🤖 AI Summary
This work addresses the long-standing challenge of credit assignment over extended sequences in streaming reinforcement learning under partial observability, where truncated backpropagation through time (BPTT) severely limits gradient horizons. The authors propose a novel streaming reinforcement learning method based on Recurrent Trace Units (RTUs), which for the first time enables exact real-time recurrent learning (RTRL) without replay buffers or batch updates. Leveraging a diagonal recurrent architecture, the approach incurs only linear time and memory complexity. It is compatible with both discrete and continuous control and supports online policy optimization. Empirical results demonstrate that the method significantly outperforms existing streaming baselines on MemoryChain, POPGym, and partially observable MuJoCo tasks, while closely approaching the performance of batch-based PPO.
📝 Abstract
Streaming reinforcement learning has emerged as an online learning paradigm that conforms to the restrictions of natural learning agents that process data incrementally, i.e. with a batch size of 1 and no replay buffer.
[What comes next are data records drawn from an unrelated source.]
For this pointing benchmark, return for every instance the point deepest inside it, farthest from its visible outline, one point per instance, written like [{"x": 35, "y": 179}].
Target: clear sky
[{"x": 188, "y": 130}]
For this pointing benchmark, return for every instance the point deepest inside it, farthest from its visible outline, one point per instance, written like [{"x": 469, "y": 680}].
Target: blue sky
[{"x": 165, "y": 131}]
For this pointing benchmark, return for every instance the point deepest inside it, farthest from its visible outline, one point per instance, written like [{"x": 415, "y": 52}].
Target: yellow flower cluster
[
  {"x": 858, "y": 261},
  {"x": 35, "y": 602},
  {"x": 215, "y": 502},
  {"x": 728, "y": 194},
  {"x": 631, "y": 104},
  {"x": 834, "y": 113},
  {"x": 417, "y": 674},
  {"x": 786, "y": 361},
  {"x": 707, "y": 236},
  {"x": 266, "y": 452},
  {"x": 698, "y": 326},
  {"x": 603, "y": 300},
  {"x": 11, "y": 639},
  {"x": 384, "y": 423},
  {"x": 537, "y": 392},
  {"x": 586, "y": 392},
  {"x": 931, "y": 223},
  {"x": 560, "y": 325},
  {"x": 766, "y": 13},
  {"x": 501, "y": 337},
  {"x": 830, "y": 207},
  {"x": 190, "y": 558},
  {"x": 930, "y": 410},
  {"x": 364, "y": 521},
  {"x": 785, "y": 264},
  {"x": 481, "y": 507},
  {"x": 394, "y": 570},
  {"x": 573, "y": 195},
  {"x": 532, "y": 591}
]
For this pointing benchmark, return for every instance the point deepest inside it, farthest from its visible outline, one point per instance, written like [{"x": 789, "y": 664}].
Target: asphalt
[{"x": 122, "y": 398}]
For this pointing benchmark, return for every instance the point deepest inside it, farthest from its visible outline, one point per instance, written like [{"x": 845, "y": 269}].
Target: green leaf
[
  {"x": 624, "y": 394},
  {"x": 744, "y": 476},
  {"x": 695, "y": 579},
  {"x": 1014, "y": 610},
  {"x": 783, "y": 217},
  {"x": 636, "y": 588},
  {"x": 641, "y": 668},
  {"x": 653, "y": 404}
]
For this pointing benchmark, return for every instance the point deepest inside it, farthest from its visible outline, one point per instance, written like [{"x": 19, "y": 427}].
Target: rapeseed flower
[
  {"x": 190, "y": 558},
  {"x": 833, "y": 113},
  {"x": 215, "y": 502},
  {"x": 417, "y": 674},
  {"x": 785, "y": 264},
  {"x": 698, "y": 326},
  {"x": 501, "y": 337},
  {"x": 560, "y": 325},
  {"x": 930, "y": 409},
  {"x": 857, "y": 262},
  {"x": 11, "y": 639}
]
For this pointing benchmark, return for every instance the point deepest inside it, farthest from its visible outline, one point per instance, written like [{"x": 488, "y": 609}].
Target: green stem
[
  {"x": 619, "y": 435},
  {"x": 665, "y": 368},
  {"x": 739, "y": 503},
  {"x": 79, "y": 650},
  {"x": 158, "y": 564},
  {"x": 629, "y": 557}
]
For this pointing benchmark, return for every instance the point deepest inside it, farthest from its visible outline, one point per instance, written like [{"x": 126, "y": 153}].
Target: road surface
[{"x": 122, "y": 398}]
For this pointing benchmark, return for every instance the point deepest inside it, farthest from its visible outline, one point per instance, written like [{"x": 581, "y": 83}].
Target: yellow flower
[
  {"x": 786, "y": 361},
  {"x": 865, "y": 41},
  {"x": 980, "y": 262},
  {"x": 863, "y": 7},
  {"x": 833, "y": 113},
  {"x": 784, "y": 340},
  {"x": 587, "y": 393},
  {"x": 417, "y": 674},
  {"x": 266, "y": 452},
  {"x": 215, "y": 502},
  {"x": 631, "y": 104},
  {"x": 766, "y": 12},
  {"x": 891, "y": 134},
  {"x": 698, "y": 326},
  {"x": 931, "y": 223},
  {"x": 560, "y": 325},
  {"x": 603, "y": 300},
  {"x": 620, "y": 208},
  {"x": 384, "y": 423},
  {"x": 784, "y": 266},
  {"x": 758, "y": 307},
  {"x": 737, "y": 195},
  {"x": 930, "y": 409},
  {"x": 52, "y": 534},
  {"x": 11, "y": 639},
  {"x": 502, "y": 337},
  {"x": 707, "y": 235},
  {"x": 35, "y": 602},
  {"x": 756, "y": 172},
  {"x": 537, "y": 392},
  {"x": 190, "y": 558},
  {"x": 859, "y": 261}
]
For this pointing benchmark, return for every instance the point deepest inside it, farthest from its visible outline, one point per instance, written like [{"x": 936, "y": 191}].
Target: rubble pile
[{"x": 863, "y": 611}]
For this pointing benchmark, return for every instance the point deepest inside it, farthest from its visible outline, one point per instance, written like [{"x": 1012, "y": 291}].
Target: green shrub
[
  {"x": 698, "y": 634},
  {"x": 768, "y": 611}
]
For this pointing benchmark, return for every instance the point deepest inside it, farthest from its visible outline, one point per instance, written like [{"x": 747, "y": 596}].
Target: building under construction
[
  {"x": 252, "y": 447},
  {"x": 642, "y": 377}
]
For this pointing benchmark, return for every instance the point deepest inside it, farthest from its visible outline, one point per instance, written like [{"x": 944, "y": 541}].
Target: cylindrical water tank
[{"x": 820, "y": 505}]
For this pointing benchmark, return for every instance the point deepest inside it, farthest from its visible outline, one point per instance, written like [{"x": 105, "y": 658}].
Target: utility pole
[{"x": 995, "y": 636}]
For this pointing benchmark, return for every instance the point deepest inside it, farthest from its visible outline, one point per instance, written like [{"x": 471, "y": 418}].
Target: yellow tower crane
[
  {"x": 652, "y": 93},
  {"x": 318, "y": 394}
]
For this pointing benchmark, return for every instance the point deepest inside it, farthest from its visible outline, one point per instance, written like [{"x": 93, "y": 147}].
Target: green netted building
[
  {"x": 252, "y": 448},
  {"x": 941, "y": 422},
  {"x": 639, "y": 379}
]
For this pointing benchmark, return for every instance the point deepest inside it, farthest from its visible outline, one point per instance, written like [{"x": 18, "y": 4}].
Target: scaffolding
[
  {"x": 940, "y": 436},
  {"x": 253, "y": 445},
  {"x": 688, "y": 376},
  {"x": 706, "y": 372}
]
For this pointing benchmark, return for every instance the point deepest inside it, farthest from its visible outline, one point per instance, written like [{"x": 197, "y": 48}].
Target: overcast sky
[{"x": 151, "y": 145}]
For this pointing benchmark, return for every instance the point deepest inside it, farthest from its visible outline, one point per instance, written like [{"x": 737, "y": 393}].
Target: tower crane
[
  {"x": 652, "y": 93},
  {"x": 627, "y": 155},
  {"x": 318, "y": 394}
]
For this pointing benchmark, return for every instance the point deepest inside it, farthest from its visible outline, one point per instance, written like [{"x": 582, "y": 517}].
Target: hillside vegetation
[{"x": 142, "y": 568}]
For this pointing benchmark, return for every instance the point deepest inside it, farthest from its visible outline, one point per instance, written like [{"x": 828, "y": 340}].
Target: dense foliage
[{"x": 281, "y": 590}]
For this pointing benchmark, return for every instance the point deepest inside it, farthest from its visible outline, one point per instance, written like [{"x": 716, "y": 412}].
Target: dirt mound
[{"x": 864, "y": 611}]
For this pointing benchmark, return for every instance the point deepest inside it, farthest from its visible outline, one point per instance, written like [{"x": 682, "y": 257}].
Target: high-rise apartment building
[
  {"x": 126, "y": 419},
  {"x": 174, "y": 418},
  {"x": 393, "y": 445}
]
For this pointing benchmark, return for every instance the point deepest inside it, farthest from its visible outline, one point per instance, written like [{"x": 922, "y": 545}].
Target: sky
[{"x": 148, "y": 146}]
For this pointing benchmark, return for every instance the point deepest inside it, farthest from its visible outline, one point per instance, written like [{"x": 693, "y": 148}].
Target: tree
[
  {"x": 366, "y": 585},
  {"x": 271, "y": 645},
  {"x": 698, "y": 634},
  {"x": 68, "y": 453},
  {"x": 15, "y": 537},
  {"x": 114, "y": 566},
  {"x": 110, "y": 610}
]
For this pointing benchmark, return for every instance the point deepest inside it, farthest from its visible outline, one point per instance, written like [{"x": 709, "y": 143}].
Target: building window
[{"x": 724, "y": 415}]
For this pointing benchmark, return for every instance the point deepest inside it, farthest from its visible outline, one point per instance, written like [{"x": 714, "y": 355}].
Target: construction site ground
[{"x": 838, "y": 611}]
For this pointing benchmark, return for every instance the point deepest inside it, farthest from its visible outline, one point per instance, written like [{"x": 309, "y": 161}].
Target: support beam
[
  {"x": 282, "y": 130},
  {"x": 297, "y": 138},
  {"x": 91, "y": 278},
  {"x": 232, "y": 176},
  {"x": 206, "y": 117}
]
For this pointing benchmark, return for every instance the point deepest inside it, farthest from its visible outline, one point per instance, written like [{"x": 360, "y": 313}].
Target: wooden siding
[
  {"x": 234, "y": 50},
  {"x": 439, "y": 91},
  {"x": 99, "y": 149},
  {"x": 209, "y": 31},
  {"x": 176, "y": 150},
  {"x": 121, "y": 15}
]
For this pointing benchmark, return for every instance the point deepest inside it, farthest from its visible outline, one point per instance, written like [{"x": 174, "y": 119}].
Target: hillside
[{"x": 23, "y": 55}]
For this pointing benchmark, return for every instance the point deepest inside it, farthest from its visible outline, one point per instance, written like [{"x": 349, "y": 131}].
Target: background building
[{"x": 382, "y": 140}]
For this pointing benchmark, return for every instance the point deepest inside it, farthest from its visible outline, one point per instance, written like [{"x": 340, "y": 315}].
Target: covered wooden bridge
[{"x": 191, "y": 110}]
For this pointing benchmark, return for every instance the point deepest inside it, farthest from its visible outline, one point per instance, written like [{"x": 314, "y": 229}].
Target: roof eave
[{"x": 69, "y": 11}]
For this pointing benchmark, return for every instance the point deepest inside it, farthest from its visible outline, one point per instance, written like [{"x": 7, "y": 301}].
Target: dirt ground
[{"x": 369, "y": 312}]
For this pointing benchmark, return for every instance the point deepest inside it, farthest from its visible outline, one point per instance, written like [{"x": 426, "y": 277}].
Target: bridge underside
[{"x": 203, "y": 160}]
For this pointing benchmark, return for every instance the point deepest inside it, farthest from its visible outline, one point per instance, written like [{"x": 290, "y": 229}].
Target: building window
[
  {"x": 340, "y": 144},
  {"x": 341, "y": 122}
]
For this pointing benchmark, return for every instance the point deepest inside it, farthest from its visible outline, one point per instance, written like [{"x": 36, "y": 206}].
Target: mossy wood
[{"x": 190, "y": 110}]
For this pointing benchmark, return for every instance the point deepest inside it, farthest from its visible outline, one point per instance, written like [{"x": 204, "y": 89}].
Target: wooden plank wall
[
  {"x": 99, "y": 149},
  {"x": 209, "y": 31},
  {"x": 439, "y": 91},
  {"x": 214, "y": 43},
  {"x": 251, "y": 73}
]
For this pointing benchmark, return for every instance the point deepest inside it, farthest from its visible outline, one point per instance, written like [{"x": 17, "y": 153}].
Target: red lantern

While streaming RL has recently been shown to scale with deep function approximation with full observability, partially observable settings have remained out of reach. Truncated backpropagation through time collapses to a one-step gradient horizon under the streaming setting, and exact real-time recurrent learning is prohibitively expensive. We close this gap using recurrent trace units, a diagonal recurrent architecture that enables exact RTRL with linear time and memory complexity in the parameter count, and show that they integrate cleanly into existing streaming algorithms across both discrete and continuous control. On a MemoryChain diagnostic with chain lengths from 2 to 128, our method sustains performance where streaming TBPTT(1) baselines using feedforward, GRU, and RTU networks collapse. On five POPGym tasks and on partially observable MuJoCo continuous control, the streaming approach is competitive with batched PPO on POPGym and recovers a substantial fraction of batched performance on masked MuJoCo, despite using no replay buffer or batched updates.